Belle & Sebastian returns with its purest pop yet
Of the many acts quietly hammering away in the shadow of the alternative revolution in the ’90s, Belle & Sebastian wasn’t a strong contender for longest-lived. An apparent shunning of careerist game-playing—press interviews, world tours, exposure of any kind—was part of the group’s appeal. Its discography painted a picture of musicians preoccupied with wasted or hidden potential: “Expectations,” “Judy And The Dream Of Horses,” “It Could Have Been A Brilliant Career”—all songs about people hiding their lights under a bushel, either intentionally or unintentionally.
But the members of Belle & Sebastian were never the people in those songs, a point confidently driven home by the band’s ninth studio album, Girls In Peacetime Want To Dance. It has been a brilliant career for Stuart Murdoch and company, and continues to be, as they expand their sonic palette to include shades of Moroder-esque disco, old-world folk, and filter house. For a record that begins with Murdoch telling tales from his days as a bedridden youth, Girls In Peacetime ultimately proves to be Belle & Sebastian’s most continental album to date.
About that opening track: “Nobody’s Empire” is a rarity for Murdoch—pure autobiography—but his appealing songwriting has often featured character-based lyrics with a depth and a detail that’s easily mistaken for memoir. Coming off of the longest character study he’s ever attempted—a feature-length adaptation of God Help The Girl—the newly minted filmmaker’s writing sounds refreshed on Girls In Peacetime Want To Dance. He’s thinking globally while creating locally, jumping into the mind of a girl who’s stressed out about Middle Eastern violence in “Allie” or railing against a “grubby little red MP,” “men in frocks,” and other incarnations of “The Cat With The Cream.” Even at that grand scale, Girls In Peacetime is so much more intimate and precise than anything on the last Belle record, 2010’s Write About Love, where so many numbers spun their wheels in one lyrical hook or another. Even while drawing upon Murdoch’s bouts with chronic fatigue syndrome, Belle & Sebastian sounds more energized than it has in more than a decade, since the release of the group’s first sea-change album, Dear Catastrophe Waitress.

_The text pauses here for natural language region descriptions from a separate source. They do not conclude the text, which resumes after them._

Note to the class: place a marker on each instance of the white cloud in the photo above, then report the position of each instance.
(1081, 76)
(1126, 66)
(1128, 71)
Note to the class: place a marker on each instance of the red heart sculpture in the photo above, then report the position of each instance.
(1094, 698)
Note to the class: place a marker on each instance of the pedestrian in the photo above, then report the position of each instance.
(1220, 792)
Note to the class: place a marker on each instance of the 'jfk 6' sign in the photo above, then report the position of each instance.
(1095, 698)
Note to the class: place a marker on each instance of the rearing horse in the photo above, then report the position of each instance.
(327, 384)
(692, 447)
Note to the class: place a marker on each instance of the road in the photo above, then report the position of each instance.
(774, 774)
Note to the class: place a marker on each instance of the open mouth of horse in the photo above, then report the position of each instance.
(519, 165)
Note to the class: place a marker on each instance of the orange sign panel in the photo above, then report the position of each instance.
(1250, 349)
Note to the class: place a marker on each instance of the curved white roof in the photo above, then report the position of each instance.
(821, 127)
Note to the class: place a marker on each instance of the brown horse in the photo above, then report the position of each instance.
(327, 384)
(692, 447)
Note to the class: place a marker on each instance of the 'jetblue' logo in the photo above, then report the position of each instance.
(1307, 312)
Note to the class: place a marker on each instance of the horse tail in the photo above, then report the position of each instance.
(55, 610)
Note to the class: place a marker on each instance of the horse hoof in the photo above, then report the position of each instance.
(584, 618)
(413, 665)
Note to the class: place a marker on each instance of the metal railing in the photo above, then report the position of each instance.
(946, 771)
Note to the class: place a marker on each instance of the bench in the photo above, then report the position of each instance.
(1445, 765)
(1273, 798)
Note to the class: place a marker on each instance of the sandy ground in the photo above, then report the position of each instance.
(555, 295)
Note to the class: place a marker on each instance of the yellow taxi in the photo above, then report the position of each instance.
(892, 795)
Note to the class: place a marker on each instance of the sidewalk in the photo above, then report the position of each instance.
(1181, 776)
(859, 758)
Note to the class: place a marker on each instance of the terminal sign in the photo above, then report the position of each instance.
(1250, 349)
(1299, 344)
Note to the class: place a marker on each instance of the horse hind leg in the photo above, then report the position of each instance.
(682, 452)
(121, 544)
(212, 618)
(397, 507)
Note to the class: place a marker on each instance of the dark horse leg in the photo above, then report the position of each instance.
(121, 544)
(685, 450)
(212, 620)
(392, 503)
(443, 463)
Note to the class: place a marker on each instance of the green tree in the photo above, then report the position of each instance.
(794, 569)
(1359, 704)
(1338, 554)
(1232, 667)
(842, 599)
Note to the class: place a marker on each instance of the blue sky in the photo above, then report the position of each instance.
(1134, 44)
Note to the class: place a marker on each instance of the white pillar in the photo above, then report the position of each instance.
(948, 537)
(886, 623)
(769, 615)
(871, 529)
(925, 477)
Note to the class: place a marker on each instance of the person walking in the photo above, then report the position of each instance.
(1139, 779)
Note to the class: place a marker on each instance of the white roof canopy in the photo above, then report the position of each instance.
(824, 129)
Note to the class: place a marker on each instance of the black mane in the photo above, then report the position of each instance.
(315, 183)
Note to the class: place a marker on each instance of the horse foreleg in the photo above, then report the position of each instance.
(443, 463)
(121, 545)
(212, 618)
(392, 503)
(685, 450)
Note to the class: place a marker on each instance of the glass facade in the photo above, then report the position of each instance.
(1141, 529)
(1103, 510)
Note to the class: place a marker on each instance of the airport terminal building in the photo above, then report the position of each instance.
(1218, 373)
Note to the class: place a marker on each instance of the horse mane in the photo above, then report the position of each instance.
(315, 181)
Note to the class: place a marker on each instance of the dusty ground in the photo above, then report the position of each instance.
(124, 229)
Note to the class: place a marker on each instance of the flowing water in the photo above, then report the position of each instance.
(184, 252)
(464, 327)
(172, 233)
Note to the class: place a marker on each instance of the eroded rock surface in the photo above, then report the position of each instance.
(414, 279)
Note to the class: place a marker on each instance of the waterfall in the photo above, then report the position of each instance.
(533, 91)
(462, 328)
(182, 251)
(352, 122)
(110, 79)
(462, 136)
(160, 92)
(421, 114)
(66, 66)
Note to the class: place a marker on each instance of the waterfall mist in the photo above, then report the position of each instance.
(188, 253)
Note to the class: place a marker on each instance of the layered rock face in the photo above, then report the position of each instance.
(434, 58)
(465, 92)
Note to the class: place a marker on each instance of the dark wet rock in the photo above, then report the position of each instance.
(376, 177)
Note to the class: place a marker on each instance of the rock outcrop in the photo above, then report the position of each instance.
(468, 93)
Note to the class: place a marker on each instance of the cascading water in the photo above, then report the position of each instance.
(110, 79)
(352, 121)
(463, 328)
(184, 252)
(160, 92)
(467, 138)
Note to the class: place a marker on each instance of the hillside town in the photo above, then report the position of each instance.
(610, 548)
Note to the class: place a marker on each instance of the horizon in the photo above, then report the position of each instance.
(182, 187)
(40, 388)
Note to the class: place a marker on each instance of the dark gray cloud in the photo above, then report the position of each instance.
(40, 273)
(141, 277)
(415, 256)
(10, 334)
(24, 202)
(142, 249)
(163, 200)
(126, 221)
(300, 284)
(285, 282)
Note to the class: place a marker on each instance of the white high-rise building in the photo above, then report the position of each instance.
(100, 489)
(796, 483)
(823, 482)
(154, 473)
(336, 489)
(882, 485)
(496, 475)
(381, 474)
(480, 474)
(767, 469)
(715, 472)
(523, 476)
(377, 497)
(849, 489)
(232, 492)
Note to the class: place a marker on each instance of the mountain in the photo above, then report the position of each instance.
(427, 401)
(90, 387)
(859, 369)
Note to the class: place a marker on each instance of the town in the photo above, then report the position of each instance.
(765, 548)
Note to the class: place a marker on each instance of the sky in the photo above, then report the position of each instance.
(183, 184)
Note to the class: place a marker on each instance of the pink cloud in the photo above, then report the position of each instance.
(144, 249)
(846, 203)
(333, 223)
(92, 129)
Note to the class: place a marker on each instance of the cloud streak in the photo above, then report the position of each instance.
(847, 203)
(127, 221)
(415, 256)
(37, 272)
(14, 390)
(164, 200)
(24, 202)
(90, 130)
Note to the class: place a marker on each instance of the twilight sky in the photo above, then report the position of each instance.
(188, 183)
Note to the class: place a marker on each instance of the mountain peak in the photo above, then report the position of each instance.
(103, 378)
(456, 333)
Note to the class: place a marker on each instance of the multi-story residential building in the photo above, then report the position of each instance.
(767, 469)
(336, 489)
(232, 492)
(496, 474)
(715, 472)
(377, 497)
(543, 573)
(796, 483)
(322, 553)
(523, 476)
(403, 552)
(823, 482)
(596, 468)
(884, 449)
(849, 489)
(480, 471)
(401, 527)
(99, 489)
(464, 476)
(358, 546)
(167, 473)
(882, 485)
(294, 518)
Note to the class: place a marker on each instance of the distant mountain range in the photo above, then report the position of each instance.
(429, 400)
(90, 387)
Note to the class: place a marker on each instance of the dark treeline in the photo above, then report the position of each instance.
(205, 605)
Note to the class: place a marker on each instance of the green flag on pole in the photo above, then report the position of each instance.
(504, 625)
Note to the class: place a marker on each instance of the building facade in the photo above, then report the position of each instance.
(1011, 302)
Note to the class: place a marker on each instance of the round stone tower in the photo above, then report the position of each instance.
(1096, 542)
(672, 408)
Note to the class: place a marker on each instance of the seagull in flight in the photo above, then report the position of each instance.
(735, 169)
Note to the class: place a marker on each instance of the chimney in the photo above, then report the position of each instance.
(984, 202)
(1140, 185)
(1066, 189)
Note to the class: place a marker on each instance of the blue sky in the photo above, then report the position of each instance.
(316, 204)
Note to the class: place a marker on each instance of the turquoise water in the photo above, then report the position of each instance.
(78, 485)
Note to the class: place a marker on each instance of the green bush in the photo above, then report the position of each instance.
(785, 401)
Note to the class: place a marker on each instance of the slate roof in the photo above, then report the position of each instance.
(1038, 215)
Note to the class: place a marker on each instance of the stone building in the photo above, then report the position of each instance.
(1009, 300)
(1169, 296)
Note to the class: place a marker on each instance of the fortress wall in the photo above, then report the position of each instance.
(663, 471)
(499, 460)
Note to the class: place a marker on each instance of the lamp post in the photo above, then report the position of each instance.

Now, as then, these shifts have to do with the work of a new outside producer: Ben H. Allen, who’s been behind the boards for albums by CeeLo Green and Deerhunter, and who helped put Animal Collective on the big stage with Merriweather Post Pavilion. Allen’s input pushes Belle & Sebastian into a roomier, groove-based headspace, as past flirtations with the dance floor blossom into the nightlife narrative “The Party Line” and the Europop epic “Enter Sylvia Plath,” the lyrics of the latter riffing on the work of the titular author as well as the bland platitudes in Chinese fortune cookies. In verses of heist-movie jazz and a klezmer-inspired chorus, “The Everlasting Muse” describes a songwriter drawn into a big pop push by mystical forces (“And on the napkin silk / She weaves a manuscript with skill / An intro, outro, middle eight”), but Belle & Sebastian has never required such coercion. Girls In Peacetime Want To Dance is the purest expression of the big, bright sounds that have always been within the band, visions of Belle & Sebastian as Naked-era Talking Heads or an ABBA for 2015.
As ever, there are momentary hiccups whenever Murdoch passes the microphone to his bandmates (though the Sarah Martin-led “The Power Of Three” is quite lovely), but Belle & Sebastian has never sounded more comfortable, or so much like itself, in such slick surroundings. Its troubled protagonists have seven-year plans and nicer apartments now, but they’re not too old for vintage B&S material like crises of faith or allusions to the French new wave. Girls In Peacetime Want To Dance finds Belle & Sebastian aging gracefully, a luxury that’s never been extended to the subjects of the group’s songs.